There's a technological revolution under way in remote areas of Queensland.
With the help of digital technology, "we are saving storied to pass on to our children and grandchildren", said Likkian Noah from Pormpuraaw on the Western Cape.
Ms Noah is one of 18 Indigenous Knowledge Centre co-ordinators meeting this week at the State Library of Queensland's Kuril Dhagun Cebtre near Kurilpa Point to share experiences and learn computer and electronic skills.
Former MasterChef contestant Tom Moseby has recently taken on the role of executive manager of indigenous research and projects at SLQ. He grew up on Thursday Island in the Torres Strait, and yesterday said these centres were "helping indigenous communties keep their culture strong".
The IKC project began in 2002, combining traditional meeting places and modern library services. The 18th centre will open in November on Hammond Island.
Most co-ordinators are femail teachers and elders who record local stories, photos and artwork to be shared with others in the community and people on the internet (at www.ikcnetwork.blogspot.com).
Annie Min is known as "Grandma Library" on Mabuiag Island in the Torres Strait. "I store stories and pictures into the computer in English, Creole and Kala Lagua Ya languages." she said.
Co-ordinators said that, as well as preserving oral history, the initiative gave indigenous communties "a sense of belonging".
Courier Mail, 23 October 2009
The Dot Com Mob is actively supporting the resourcing of technology centres in remote Indigenous communities in partnership with the State Library of Qld. These centres are called Indigenous Knowledge and Technology Centres.
The Internet can help overcome the disadvantage experienced by students living in remote locations and the latest offering from the State Library is an example of this.
The State Library of Queensland has recently purchased a state-wide licence for Yourtutor.
Any member of the public with a library card can log-in with their library bar-code to receive free online support completing homework, assignments or preparing for exams.
IKC administrators are encouraged to promote this free service to members of their communities.
Simply follow the links and choose your IKC location (e.g. Torres Strait Island Regional Council) and you will be placed in line to receive support from a live tutor - a real person!
Meet the groups the Dot Com Mob is working together with to open and operate Indigenous Knowledge Centre's in Queensland's remote Indigenous communities so that members of these communities can have access to the same services as every other Australian. The Administrators from 16 IKCs across Cape York, Torres Strait and Cherbourg attended a conference in Cairns in Sept to share ideas and learn about new activities they can run in their centres.
The Mayor of Hope Vale, Greg Mclean called for more funding so councils can continue to offer 'long-life' learning opportunites in Indigenous communities.
Watch the video to see and hear the difference these centres are making.
From the very top of Australia in the Torres Strait Island of Boigu down to Cherbourg in south-east Queensland, Indigenous communities are enjoying computer and library activities.
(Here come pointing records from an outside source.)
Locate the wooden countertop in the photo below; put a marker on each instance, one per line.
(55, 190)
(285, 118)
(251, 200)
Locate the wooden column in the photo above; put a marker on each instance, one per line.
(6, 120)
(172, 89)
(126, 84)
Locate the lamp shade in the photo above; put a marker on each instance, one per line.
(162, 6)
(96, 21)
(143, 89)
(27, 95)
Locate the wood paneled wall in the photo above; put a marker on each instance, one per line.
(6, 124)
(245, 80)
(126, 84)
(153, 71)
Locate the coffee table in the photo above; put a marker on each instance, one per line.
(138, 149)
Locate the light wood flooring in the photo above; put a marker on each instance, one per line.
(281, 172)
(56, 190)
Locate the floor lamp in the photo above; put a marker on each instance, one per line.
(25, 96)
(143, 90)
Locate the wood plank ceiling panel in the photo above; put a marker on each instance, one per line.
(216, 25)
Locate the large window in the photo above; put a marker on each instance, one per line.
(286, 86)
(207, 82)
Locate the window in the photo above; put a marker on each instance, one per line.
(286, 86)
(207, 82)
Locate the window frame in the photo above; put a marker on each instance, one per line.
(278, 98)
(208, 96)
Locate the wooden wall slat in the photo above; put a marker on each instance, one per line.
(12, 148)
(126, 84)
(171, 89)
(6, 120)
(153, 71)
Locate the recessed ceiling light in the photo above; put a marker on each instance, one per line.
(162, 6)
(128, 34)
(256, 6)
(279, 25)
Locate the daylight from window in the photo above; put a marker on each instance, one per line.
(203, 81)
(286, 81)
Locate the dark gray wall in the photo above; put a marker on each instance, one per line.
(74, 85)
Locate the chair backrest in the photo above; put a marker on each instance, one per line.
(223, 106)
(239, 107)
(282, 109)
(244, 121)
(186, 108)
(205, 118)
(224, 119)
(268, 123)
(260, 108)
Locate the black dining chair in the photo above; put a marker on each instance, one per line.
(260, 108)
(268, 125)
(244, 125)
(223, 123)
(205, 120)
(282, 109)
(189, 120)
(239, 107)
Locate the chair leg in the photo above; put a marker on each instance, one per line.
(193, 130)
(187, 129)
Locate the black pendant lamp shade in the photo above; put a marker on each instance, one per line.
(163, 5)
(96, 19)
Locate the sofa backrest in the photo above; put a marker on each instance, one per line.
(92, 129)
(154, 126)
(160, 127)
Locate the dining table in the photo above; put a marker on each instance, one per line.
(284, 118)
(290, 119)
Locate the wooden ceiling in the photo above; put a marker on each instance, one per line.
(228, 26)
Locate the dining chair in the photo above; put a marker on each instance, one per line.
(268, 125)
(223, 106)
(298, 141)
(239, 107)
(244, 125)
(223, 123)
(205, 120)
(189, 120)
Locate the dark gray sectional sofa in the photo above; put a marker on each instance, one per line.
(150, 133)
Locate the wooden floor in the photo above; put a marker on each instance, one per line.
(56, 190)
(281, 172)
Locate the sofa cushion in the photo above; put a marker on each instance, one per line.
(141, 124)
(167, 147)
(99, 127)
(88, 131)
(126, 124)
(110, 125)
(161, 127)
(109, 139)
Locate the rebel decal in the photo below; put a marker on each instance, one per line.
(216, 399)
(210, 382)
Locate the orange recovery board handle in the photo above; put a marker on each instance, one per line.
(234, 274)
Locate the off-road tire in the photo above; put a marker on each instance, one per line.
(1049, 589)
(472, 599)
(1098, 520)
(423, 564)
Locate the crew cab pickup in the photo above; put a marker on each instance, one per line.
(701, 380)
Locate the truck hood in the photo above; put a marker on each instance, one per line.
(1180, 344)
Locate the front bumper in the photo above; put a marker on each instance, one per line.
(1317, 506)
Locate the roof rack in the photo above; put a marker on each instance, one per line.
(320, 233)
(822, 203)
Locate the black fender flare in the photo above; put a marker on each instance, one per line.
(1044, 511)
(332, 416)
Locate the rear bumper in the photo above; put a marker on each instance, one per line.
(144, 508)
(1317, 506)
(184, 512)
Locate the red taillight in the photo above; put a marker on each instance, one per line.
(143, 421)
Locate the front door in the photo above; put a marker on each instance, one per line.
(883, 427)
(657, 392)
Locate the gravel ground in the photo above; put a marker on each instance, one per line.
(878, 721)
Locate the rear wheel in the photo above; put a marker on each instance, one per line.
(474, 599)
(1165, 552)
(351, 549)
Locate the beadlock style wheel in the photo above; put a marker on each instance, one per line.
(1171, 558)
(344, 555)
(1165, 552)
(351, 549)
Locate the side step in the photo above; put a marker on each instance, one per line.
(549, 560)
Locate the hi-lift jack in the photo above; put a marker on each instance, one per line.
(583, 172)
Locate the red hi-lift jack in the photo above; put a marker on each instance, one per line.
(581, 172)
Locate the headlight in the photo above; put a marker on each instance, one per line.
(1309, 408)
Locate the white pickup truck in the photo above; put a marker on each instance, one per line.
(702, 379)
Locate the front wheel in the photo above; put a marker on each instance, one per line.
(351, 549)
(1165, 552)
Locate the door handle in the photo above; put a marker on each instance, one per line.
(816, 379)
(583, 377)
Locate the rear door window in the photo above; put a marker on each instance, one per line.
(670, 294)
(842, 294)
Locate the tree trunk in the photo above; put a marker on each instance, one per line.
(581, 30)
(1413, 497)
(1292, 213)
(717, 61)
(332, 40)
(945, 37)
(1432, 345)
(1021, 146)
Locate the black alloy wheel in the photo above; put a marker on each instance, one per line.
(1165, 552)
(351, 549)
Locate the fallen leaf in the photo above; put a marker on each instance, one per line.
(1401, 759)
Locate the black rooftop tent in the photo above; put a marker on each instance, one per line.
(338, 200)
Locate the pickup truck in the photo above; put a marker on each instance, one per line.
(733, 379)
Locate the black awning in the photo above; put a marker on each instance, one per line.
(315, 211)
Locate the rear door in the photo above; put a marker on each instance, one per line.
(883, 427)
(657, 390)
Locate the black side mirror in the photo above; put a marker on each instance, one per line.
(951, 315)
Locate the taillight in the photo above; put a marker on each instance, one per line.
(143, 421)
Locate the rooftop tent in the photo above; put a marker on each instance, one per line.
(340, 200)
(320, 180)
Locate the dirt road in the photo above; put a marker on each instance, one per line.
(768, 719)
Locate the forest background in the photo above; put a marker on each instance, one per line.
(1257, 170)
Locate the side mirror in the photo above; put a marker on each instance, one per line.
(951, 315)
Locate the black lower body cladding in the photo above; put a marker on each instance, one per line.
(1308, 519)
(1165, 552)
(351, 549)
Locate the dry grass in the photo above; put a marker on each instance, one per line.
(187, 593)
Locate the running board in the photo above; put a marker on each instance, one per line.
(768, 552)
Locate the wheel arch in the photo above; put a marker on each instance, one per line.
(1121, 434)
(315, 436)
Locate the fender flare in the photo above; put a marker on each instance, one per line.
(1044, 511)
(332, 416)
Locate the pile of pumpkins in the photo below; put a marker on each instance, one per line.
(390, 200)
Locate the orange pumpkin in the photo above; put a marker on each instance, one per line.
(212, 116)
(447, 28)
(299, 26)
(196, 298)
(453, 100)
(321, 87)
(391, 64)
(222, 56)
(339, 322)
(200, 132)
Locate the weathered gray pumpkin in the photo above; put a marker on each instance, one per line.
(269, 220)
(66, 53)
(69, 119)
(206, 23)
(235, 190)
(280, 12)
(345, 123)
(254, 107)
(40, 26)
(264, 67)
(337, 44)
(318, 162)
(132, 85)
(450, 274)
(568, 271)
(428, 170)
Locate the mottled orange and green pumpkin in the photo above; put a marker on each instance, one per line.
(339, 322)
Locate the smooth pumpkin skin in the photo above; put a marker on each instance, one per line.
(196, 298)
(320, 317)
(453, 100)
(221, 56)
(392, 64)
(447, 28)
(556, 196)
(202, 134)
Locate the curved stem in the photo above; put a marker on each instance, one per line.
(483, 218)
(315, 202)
Watch this video for a personal tour inside these centres and to meet the people supporting this initiative.
The Qld State Library is committed to supporting the personal and professional development of the people selected by local councils to undertake the role of IKC Administrator. This support will see IKC Administrators better equipped to engage and grow their respective communities through the delivery of education, social and economic services and activities. The conference was held at Cairns Colonial Club Resort from 8 - 11 September, 2008.
Also attending the conference was the Minister for Community Development from Papua, New Guinea - Dame Carol Kidu.
Dame Carol, speaks about the merits of IKCs in the video below.
State Librarian Lea Giles-Peters today announced a major new acquisition by the State Library of Queensland of a significant photographic collection charting the development of the Hope Vale community from 1958–83. Ms Giles-Peters said Lutheran Pastor Ivan Roennfeldt’s donation of his collection of 2,000 photographs and slides coincided with the 50th anniversary of Hope Vale’s Lutheran Church.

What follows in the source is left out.